Rick Hughes

Personal information
- Born: August 22, 1973 (age 52) Cincinnati, Ohio, U.S.
- Listed height: 6 ft 9 in (2.06 m)
- Listed weight: 235 lb (107 kg)

Career information
- High school: Walnut Hills (Cincinnati, Ohio)
- College: Thomas More (1992–1996)
- NBA draft: 1996: undrafted
- Playing career: 1996–2012
- Position: Power forward / center
- Number: 3

Career history
- 1996–1997: Dakota Wizards
- 1997–1998: Omonia Nicosia
- 1998–1999: Club Rosaire
- 1999–2000: Dallas Mavericks
- 2000: Idaho Stampede
- 2001: Ourense
- 2002: Kansas City Knights
- 2002–2003: JDA Dijon Basket
- 2003: Sporting Al Riyadi Beirut
- 2003–2004: Strasbourg IG Basket
- 2004: Teramo Basket
- 2006: Murcia
- 2006–2008: León
- 2008–2009: HTV Basket
- 2009–2010: León
- 2010: APOEL
- 2010–2012: HTV Basket

Career highlights
- French League Foreign MVP (2004); 2× French League Best Scorer (2004, 2011);
- Stats at NBA.com
- Stats at Basketball Reference

= Rick Hughes =

American basketball player (born 1973)

Rick Hughes (born August 22, 1973) is an American former professional basketball player. He was the French League Best Scorer, in 2004 and 2011.

==College career==
Hughes graduated from Walnut Hills High School, in Cincinnati, Ohio, in 1991, and afterwards, he attended Thomas More College. He was a four-year standout while at TMC, during the 1992–1996 seasons. He is the only player in the now defunct conference (AMC), to have been the Rookie of the Year, a four-time Player of the Year, a four-time Conference First Team Selection, a three-time Tournament MVP, a four-time Tournament First Team selection, and a four-time scoring leader. Hughes was also a Division 3 All-American during his junior and senior seasons. He left Thomas More as the school's all-time scoring leader with 2,605 points, and currently holds ten additional records. In 2002, Hughes was selected to Thomas More College's Hall of Fame.

==Professional career==
Not drafted as a senior, Hughes was forced to go the free agent route, earning a spot with the Phoenix Suns, for the Summer Pro League in Los Angeles. Eventually, he went to Cyprus to play, and excelled in his first professional season. He averaged over 26 points and 13 rebounds per game, and once again garnered interest from the NBA, this time from the Atlanta Hawks. With the NBA lockout looming, Hughes went back overseas; this time to Lebanon. During the 1998–1999 season, Hughes averaged over 36 points and 15 rebounds per game.

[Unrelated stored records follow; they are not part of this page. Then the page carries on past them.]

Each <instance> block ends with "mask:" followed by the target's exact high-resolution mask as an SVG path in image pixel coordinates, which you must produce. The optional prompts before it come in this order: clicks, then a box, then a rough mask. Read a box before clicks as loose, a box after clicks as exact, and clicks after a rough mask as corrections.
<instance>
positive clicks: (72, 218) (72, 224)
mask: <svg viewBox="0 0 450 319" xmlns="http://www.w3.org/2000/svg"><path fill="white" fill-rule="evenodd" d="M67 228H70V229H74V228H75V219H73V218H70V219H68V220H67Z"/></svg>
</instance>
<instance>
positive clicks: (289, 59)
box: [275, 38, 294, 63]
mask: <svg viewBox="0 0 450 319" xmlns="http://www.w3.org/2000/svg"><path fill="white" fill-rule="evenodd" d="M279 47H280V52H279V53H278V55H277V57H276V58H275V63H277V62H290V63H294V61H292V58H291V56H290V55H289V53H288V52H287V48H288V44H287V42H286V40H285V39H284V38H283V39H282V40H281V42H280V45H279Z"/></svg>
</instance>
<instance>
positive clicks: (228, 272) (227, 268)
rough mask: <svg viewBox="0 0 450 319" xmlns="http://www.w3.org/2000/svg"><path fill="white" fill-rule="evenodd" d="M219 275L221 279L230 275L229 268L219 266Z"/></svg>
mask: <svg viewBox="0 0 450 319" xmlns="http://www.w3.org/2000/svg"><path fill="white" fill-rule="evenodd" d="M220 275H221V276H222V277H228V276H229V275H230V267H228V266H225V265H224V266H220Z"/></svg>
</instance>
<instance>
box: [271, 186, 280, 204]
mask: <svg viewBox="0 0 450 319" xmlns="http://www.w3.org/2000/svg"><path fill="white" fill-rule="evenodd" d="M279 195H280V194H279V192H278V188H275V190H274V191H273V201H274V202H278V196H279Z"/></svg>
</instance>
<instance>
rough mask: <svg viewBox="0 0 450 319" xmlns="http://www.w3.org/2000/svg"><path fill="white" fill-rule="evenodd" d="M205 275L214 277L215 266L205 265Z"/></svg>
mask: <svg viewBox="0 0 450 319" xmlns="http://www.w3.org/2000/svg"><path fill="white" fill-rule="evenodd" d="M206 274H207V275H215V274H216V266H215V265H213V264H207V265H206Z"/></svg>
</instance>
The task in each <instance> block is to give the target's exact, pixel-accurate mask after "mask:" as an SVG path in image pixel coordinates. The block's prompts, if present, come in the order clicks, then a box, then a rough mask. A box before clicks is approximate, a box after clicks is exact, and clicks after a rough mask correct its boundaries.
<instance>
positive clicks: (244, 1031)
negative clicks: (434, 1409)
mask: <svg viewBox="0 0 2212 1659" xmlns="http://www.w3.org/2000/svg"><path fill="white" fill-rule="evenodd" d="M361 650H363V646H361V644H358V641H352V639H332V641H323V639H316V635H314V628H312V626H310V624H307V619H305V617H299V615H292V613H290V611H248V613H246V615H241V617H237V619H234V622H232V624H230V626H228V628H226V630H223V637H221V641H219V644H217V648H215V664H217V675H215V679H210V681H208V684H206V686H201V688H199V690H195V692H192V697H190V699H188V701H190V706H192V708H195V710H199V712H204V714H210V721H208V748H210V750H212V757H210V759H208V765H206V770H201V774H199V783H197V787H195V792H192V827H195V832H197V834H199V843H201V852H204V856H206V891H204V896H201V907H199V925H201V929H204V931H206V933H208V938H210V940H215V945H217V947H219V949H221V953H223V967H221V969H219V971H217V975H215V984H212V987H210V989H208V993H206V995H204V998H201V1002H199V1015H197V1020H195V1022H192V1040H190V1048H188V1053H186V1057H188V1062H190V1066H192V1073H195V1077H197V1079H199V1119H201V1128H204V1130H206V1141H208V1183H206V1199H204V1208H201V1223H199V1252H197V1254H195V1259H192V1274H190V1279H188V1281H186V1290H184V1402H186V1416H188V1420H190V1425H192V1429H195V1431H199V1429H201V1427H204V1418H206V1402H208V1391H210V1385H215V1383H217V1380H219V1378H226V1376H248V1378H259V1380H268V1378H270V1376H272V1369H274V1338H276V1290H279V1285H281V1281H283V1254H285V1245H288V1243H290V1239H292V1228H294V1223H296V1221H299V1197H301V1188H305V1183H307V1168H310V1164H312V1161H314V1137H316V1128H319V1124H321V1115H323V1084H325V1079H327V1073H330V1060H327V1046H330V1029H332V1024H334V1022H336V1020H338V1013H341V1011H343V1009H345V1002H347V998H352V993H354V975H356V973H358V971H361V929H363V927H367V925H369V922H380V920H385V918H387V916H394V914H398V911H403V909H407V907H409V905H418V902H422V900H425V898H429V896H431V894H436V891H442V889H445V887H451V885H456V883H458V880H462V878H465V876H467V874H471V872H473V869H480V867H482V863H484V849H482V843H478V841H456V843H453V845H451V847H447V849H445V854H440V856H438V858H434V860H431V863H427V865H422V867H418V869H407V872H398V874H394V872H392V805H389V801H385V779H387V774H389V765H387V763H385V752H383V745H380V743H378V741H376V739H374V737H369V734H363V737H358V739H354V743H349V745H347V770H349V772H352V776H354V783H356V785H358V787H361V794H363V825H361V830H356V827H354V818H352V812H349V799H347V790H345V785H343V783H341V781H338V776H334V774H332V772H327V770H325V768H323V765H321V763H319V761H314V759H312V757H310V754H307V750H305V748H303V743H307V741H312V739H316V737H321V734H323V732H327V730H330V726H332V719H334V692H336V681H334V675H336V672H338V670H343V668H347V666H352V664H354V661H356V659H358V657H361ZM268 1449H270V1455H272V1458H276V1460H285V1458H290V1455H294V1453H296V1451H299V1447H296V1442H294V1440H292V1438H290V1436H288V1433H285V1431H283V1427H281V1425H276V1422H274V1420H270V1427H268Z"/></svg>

After a stint with the Dallas Mavericks, he went back to Europe, in January 2000, and began the next step in his pro career. Having played in Cyprus, Lebanon, Italy, Spain, and France, Hughes won multiple titles, promotions to higher divisions, and MVP awards, along with numerous scoring titles, showing his ability to adapt and compete at an advanced age.